Ok yeah this guy has done a few phantoms and they look great, the only thing I dont like is that he uses stickers for the pin striping and he likes to clear coat everything down to the badge. I dont want it clear coated because I want it to look as original as I can as far as paint quality. What would I tell him to put on it to protect the paint as opposed to clear coat?

I want him to paint it, then I want to put the old 1951 patina'd badge back on it and leave it like that.


----------



## HIGGINSFOREVER (Apr 3, 2012)

snickle said:


> Ok, Im getting ready to have the Phantom painted now that I have all the pieces I need to fully restore it, what would you guys say is a fair price for a paint job? I was quoted $350 to blast the frame, forks rack, headlight, and tank, and to paint the parts and apply the decals and pin stripes. You think thats a good deal? Keep in mind, Im in socal so prices are all over the map around here.
> 
> 
> Let me know what you think.




If thats two tone just like original jump on it and get it in writing.


----------



## antque (Apr 3, 2012)

*Phantom Paint*

That's a great price, But you're getting what you're paying for,  I restored two Phantoms over 20 years ago and they wanted over $500 just to paint, no frame prep. Just remember the pin stripes were hand done at the factory and using tape and clear coating over them is the easy way out and won't look right. If you're going to do it do it right and you'll never be sorry.


----------



## Larmo63 (Apr 3, 2012)

I wouldn't do the clear coat thing either. It just doesn't look right. 
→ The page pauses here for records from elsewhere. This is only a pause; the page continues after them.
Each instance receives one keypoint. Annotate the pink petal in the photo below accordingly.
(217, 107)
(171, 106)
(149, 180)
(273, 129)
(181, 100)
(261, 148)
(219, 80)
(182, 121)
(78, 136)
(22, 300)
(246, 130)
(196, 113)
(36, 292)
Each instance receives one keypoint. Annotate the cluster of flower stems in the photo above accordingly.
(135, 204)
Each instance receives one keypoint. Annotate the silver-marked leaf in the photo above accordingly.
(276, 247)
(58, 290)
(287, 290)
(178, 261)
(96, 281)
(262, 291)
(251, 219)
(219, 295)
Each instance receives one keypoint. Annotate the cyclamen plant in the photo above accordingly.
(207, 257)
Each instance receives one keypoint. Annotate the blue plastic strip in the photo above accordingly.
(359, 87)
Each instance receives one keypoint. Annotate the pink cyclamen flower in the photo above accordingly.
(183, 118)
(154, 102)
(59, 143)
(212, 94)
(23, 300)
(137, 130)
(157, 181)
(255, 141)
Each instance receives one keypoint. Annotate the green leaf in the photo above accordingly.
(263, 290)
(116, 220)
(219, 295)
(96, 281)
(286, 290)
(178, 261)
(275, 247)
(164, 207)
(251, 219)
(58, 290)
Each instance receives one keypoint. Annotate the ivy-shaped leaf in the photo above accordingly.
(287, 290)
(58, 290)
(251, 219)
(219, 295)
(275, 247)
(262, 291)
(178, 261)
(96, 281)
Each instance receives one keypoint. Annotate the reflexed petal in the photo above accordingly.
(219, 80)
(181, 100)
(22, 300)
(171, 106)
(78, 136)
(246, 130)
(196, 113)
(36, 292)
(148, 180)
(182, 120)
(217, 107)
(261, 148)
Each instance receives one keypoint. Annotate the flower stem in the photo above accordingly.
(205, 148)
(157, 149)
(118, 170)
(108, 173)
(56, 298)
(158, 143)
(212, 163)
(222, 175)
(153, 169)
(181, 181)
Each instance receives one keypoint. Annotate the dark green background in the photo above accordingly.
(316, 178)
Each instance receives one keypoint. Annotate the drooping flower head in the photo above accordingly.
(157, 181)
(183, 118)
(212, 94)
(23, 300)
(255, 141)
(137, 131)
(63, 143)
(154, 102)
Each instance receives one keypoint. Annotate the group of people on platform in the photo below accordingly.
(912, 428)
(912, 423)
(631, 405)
It looks beautiful, but not period. Ask Bobcycles what he charges.


----------



## snickle (Apr 3, 2012)

Right on, I feel better about it now, thanks guys.


----------



## videoranger (Apr 4, 2012)

I prefer using acrylic enamel with a hardener, color sand and hand polish for a glass smooth finish that's very durable. Two and three stage paints just don't look the same.


----------



## antque (Apr 4, 2012)

*Phantom Paint*

Here is a Red Phantom I restored in 1991. The bike is what I started with and what is was when I finished. The paint was car enamel, with hardener. I did all the painting myself because of the price I was quoted, I thought I might as well try. I sand blasted the frame, did all the prep work. The bike is just paint and rubbing out and buffing, NO Clear Coat. the pin stripes were hand done, the bike looked factory when completed, After painting the paint cured for over 3 months before finishing.


----------



## prewar (Apr 30, 2012)

*Paint*

Do your homework. 
Look into referrals.
It will not do you any good if the project comes in at your budget or under if it's screwed up. 
Or
You have a quote at $350 and the price is way over and they have your bike. 
Again. Do your homework. 
Good luck.


----------